Spectroscopy plays an increasingly important role in modern sports and culture. For instance, the sports of baseball and cycling (among others) have been roiled by cheating scandals in which athletes have tested positive for performance-enhancing drugs. But how do you actually test for whether an athlete has doped? Typically, the tests for whether an athlete is doping rely on spectroscopic tests.
When a player submits a urine sample for testing, a common test is to submit the sample to gas-chromatography-mass spectrometry (GC-MS) analysis. The gas chromatography part of the instrument separates the urine into all its different chemical components by running the mixture through a chromatography column, and then each component coming off the column is submitted to a mass spectrometer to determine the mass spectrum of each component of the mixture. Testosterone, designer steroids, and metabolites of testosterone have known mass spectra, and each of these compounds has a different molecular weight. Thus, we can look for the presence and amounts of these steroids to determine whether an athlete is doping.
One problem that arises in doing these doping tests is that people who don’t dope produce testosterone naturally, and the amount of testosterone produced by the body can vary greatly from individual to individual. So, a large amount of testosterone is not considered evidence for doping. A more sophisticated analysis must be used. When testosterone is synthesized naturally in the body from cholesterol, a byproduct of the biosynthesis is a derivative of testosterone called epitestosterone glucuronide.
So, even if the amounts of testosterone produced vary from individual to individual, the ratio of testosterone to this byproduct, epitestosterone glucuronide, is fairly constant. If an athlete dopes by taking synthetic testosterone, you'll see an increase in the amount of testosterone without an accompanying increase in the amount of epitestosterone glucuronide. A ratio of greater than 6:1 of testosterone to epitestosterone glucuronide determined by GC-MS is usually used as evidence of doping.
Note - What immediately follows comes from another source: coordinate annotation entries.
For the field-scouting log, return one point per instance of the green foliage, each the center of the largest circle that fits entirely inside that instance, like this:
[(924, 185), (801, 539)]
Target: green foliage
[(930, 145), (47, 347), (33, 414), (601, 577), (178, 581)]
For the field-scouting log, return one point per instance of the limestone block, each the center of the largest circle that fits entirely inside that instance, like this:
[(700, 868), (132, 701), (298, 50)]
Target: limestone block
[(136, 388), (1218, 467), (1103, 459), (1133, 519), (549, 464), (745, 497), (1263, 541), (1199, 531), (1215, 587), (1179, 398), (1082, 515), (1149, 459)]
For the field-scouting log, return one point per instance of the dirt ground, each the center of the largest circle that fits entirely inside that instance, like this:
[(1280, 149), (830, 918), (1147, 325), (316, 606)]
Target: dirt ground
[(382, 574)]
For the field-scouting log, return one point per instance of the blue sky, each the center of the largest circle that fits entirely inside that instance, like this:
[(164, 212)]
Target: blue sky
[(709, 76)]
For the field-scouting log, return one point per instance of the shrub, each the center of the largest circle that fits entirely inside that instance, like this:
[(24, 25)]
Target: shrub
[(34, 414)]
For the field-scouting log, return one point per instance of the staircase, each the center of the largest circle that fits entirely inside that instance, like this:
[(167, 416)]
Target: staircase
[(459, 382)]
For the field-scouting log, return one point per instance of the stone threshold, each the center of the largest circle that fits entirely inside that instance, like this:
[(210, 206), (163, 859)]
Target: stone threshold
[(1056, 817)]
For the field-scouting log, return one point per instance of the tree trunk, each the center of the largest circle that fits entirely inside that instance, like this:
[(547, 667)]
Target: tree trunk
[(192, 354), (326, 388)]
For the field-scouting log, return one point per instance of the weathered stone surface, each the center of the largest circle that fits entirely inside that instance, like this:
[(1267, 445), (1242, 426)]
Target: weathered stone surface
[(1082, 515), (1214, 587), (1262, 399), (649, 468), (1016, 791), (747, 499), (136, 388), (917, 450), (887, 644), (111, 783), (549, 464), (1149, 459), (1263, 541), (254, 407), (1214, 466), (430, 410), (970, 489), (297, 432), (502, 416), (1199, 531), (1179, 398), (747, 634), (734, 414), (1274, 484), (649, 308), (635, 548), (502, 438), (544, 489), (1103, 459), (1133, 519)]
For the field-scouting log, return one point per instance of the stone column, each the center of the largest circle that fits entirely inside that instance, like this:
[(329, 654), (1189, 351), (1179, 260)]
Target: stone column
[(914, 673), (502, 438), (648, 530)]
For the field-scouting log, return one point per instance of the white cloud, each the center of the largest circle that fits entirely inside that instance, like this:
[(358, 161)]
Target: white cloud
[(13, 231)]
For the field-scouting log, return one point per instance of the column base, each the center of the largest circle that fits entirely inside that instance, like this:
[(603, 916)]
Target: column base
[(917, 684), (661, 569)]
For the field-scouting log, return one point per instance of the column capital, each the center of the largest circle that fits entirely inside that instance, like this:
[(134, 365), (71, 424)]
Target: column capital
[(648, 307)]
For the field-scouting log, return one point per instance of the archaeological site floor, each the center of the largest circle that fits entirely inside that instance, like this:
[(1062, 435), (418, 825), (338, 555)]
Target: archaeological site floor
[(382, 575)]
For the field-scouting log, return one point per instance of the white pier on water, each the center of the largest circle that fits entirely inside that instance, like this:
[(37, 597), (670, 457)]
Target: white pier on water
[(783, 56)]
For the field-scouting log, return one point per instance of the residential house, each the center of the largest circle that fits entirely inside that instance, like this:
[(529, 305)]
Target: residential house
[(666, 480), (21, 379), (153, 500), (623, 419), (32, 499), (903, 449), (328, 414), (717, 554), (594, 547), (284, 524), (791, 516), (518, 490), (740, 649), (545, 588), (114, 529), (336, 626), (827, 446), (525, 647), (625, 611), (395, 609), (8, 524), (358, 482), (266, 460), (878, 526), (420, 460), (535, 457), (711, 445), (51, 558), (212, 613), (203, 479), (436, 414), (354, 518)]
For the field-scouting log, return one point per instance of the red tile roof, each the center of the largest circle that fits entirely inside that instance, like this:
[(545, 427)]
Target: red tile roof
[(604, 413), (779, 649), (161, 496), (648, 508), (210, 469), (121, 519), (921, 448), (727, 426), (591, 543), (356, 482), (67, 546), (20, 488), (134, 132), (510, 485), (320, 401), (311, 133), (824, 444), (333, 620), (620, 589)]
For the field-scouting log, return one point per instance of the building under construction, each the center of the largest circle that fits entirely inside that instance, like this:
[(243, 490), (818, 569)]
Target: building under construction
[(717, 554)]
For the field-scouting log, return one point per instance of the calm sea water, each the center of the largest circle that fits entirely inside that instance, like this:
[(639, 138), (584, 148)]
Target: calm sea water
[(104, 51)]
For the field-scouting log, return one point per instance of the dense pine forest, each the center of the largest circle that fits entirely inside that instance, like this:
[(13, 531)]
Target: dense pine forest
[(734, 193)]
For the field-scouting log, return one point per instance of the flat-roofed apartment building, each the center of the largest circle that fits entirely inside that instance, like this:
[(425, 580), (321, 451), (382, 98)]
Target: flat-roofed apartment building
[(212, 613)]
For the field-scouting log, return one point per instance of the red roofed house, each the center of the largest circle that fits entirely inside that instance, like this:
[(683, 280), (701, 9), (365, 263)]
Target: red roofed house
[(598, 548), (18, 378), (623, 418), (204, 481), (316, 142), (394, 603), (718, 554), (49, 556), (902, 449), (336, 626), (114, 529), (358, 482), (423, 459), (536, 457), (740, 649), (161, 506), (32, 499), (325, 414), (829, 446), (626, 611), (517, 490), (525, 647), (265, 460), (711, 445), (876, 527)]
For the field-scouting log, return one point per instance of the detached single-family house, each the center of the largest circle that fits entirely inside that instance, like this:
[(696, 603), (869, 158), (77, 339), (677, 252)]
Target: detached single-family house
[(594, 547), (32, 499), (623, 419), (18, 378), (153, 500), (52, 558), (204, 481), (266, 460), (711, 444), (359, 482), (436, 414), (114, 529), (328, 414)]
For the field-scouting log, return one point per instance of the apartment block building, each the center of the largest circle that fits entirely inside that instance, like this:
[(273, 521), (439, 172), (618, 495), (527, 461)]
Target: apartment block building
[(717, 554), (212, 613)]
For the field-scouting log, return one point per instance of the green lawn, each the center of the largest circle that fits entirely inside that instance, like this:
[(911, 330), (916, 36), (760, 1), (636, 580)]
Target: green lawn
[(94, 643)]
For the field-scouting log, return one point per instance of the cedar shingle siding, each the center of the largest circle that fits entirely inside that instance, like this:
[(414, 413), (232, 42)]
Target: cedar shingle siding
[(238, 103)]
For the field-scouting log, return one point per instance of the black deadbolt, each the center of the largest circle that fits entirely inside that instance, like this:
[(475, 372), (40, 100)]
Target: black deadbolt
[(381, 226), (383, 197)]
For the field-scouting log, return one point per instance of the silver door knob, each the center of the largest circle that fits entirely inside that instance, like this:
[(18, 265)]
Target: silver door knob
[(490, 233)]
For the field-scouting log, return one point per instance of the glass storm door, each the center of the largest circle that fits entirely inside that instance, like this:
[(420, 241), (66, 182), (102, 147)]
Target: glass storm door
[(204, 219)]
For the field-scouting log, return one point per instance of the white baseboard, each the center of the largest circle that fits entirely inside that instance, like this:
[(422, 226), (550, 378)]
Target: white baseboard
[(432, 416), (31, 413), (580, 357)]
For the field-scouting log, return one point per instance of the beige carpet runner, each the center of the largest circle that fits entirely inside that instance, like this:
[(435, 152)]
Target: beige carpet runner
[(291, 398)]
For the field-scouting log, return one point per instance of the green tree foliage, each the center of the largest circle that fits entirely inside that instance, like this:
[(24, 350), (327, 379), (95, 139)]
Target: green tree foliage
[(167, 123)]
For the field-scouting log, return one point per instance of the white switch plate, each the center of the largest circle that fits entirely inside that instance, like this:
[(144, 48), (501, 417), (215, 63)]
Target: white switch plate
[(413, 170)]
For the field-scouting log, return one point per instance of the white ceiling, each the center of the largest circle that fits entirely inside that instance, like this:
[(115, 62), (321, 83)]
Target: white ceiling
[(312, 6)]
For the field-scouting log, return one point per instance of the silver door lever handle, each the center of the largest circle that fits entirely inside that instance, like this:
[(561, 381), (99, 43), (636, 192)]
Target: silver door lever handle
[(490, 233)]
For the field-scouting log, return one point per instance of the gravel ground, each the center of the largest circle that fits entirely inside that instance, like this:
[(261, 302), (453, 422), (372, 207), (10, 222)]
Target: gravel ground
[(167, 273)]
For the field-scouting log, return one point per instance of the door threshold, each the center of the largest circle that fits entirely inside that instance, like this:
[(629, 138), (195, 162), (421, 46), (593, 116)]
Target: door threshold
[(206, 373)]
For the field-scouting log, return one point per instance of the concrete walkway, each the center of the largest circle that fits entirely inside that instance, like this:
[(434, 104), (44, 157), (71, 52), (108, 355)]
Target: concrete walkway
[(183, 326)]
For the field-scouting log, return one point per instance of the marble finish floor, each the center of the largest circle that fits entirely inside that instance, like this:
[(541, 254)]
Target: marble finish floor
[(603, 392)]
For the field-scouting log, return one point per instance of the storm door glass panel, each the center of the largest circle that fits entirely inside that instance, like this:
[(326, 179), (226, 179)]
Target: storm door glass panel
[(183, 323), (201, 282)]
A more definitive test of whether testosterone is naturally produced or is of synthetic origin comes from looking at the abundance of carbon isotopes in the mass spectrum. Testosterone produced naturally in the body has a greater abundance of 13C to 12C than does synthetic testosterone. This can be distinguished by mass spectrometry because this method measures the weights of compounds, and 13C and 12C differ by a single molecular weight unit (1 g/mol). So, synthetic testosterone has a smaller M+1 peak in the mass spectrum than does biosynthesized testosterone.